2: You mean the collars I presume. If you skip this step, the holes that have been drilled will not neatly sit flush with the pipe that has to be glued on to the Collector. Another issue is the fact that the only contact between the pipe and the Collector is this small ring which only has the thickness of the tube. If you glue this together you will get a very unstable and unreliable seal. The collar that we form will give better support and more contact area when gluing.

3: We've been looking into it. There are numerous suppliers here. We have some experience with a supplier in the Netherlands who specialise in PVC, with lots of items suited for pond building. Their website is I'm looking into this for my personal project as well but it seems they have changed their business and have become a bit more expensive. I'm not sure if they can ship to the UK though.

We are working to provide Airlift kits, parts, and more on this site. This will solve a lot of problems as we can eliminate the issue of parts availability and compatibility in different countries.

Re: Collector

PostPosted: Mon 12 Jun 2017, 9:27:16
by scruffy.thedog
Thanks for the reply in 2) I think we have our wires crossed ie i was not clear :D

... i meant the 110 inlet and outlets as seen the the video at 90 degrees to each other ..if the collector is just to get water in for the airlift to sit in why to we need these? in the video of marcs pond his collector was in a concrete filter box ...i am right in assuming that the side pipes off the top are if you ONLY have the collector and no concrete filter chamber for the collector to be sat in exactly like the test set up measuring flow in the last video on the front page of the website



Re: Collector

PostPosted: Wed 14 Jun 2017, 13:54:20
by Pssymon
Hi Ian,

After I posted my reply I already wondered if this was what you meant.
You are correct, when using a deep filter chamber you don't need a Collector at all. Marc used 'half' of a Collector just to get extra depth in his filter chamber. You can leave the entire top section of the Collector off in this case. The holes and pipework connecting to the top of a normal Collector are purely because the Collector is completely dug into the ground and acts as a separate filter chamber.
The test video does indeed give a good idea of how the Collector would be situated in a normal situation.

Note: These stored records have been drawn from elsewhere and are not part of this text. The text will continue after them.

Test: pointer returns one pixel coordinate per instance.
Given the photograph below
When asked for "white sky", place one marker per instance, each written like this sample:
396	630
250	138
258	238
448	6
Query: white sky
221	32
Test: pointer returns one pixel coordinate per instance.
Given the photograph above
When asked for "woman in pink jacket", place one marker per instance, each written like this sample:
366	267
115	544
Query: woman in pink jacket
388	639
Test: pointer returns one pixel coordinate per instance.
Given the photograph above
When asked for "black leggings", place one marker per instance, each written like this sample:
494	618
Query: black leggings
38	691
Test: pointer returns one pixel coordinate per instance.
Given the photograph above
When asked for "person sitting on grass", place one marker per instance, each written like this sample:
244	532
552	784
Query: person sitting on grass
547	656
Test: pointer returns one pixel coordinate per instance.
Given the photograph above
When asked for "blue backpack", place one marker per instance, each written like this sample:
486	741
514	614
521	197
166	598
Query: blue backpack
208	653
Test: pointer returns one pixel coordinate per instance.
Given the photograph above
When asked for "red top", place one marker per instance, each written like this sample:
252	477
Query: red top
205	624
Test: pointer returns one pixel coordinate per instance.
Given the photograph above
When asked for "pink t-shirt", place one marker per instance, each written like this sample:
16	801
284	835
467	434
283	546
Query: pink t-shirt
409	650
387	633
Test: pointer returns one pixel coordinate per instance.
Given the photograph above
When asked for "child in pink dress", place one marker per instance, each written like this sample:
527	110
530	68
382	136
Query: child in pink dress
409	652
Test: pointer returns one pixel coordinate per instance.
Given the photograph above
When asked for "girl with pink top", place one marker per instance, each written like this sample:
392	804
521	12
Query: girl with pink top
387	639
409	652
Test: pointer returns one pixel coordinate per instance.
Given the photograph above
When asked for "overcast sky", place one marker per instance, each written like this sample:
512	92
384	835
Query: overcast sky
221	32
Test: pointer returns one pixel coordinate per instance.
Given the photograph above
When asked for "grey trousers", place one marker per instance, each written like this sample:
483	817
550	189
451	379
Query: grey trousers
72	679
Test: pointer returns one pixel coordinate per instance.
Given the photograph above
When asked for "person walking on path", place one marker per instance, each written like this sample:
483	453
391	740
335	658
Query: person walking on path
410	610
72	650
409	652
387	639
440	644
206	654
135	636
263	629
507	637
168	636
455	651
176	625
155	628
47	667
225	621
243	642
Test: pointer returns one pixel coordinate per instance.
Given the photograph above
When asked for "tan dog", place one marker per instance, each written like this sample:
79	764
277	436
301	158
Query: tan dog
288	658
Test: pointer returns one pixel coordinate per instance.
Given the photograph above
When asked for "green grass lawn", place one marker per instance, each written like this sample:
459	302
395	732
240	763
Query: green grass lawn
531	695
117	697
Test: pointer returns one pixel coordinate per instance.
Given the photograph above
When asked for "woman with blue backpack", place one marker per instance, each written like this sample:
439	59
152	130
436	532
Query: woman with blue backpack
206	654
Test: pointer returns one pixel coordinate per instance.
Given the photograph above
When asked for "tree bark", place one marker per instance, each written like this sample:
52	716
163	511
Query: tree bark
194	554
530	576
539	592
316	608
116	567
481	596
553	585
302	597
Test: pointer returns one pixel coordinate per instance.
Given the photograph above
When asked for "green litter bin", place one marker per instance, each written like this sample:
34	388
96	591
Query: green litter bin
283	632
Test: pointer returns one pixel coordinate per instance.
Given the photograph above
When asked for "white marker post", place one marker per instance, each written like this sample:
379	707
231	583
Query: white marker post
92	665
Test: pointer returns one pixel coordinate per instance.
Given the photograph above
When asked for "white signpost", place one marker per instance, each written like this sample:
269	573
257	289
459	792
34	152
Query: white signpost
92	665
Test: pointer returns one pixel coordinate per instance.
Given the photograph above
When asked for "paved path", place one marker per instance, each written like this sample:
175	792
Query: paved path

Do you have a filter chamber that is deep enough already or that you want to convert?


Re: Collector

PostPosted: Thu 15 Jun 2017, 16:32:00
by scruffy.thedog
Hi Roy no not at the moment no deep filter chamber new pond yet :? in the thinking stage at the moment

I was thinking about the lack of availability of the 250 mm pvc collector pipe in the UK thinking of alternatives hence the question do you have to have one . Possible alternatives are:-

1. Just building a concrete block collector
2. These seem a good idea to me they are easily available in the uk in 350 and 450 widths and can be made taller with the modular rings they also have the added advantage of having 110 pipe fittings for airlift at the top / valtera valves to waste at the bottom.

more research i think...


Re: Collector

PostPosted: Mon 19 Jun 2017, 15:02:04
by Pssymon

A concrete block Collector/chamber will work as an alternative, no question. If done properly that's a good idea but it may be costly and relatively labour intensive.
That inspection chamber is an interesting idea. If you want to go through with that, be very careful to make sure that it suits your needs. It would be a shame if you would find out that you couldn't glue pvc to it for example, I'm not sure what type of plastic this is.
These riser rings look nice, but you have to be VERY careful and double check when you would glue them together (I guess that is how you would connect them?) that your Collector is completely without leaks.